They’re easy to get to, being located in a field that’s easily
accessible (and sign-posted) from the B3315. The access-point to the field even
has a convenient lay-by for parking, and the footpath from the lay-by goes right through the circle itself.
As is apparently the case with most British stone
circles, there’s a notable gap between the stones at the circle’s eastern-most
part. It’s also worth noting that the size of the stones varies, decreasing
slightly in size from south-west to north-east; this, archaeologists reckon, may
well have been deliberate so as to mirror the cycle of the moon. Nearby are a
pair of much taller standing stones called the Pipers, two of the largest standing
stones in Cornwall which due to their alignment with the Merry Maidens are indelibly
associated with said circle.
Like the Rollrights, the Merry Maidens are the subject of
a ‘petrification’ legend which is where they get their name from. The story is
that the stones were nineteen young ladies who were turned to stone for dancing
on a Sunday (the stones’ Cornish name is dans
maen, which means ‘stone dance’ although it has given the stones their
alternative name of the Dawn’s Men). The Pipers are said to have been the two men who were
providing the music for the girls, but they heard the bells of the church at St
Buryan striking midnight and tried to run away, which supposedly explains their
distance from the Merry Maidens. The Maidens and the Pipers are not the only Neolithic
remnants in the vicinity; there’s also the Tregiffian Burial Chamber not far
away, as well as a lone standing stone called Gun Rith which is reckoned to be also linked with the Merry Maidens, by proximity if nothing else.

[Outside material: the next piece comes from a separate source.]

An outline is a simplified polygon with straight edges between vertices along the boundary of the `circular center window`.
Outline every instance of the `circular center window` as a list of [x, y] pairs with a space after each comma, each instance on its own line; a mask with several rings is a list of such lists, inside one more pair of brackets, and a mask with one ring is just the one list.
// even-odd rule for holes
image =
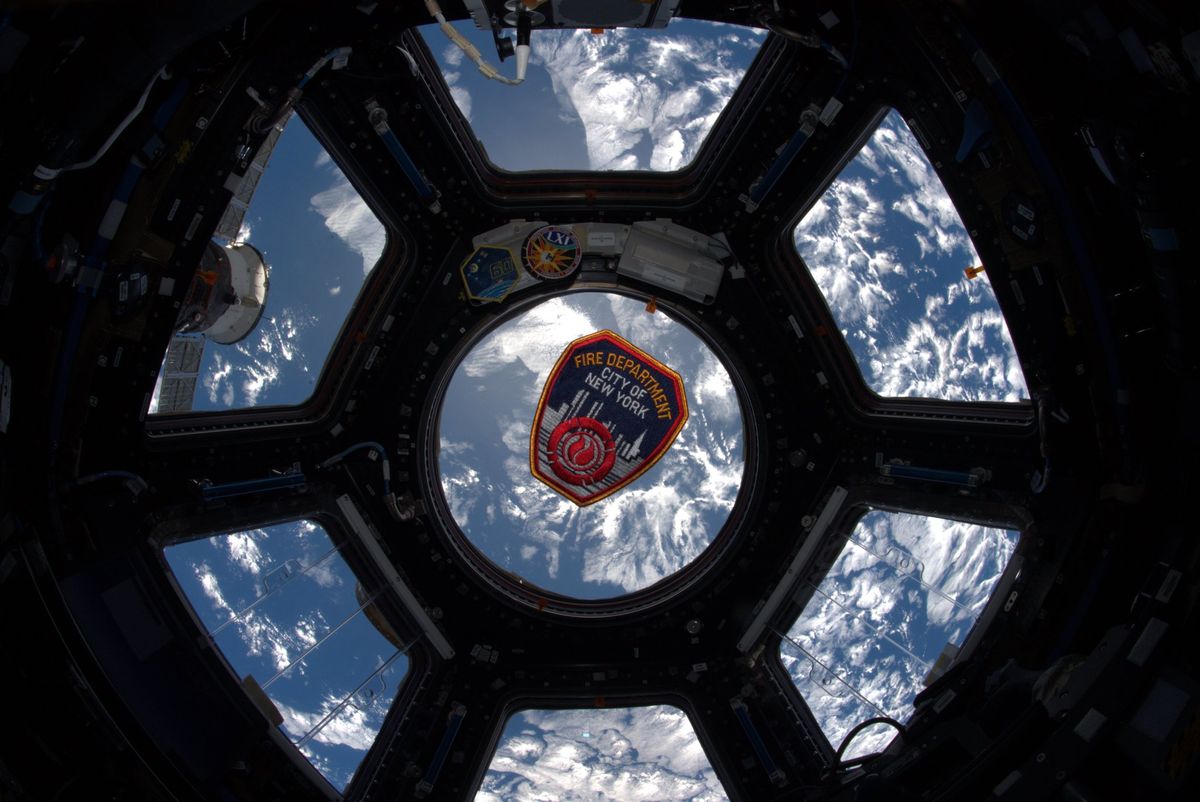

Of more recent vintage is the Boskenna Cross, Medieval a
way-marker located at the junction with the road to or from St Buryan to the
west; this was unearthed in the nineteenth century, having probably been buried
at the time of the Reformation.
The Merry Maidens probably owe their survival in part to
a nineteenth-century landowner who, obviously recognising their significance, ensured
that they weren’t removed so the field could be ploughed and the stones broken
up for building material – a fate that befell many stone circles in the eighteenth and nineteenth centuries. Western
Cornwall, though, does have a rather high concentration of ancient monuments – as
well as stone circles, there are also various standing stones as well as cairns,
hut circles and holy wells – which has led the area to be described as a ‘sacred
country in miniature’. Worth keeping an eye on the road-signs, then.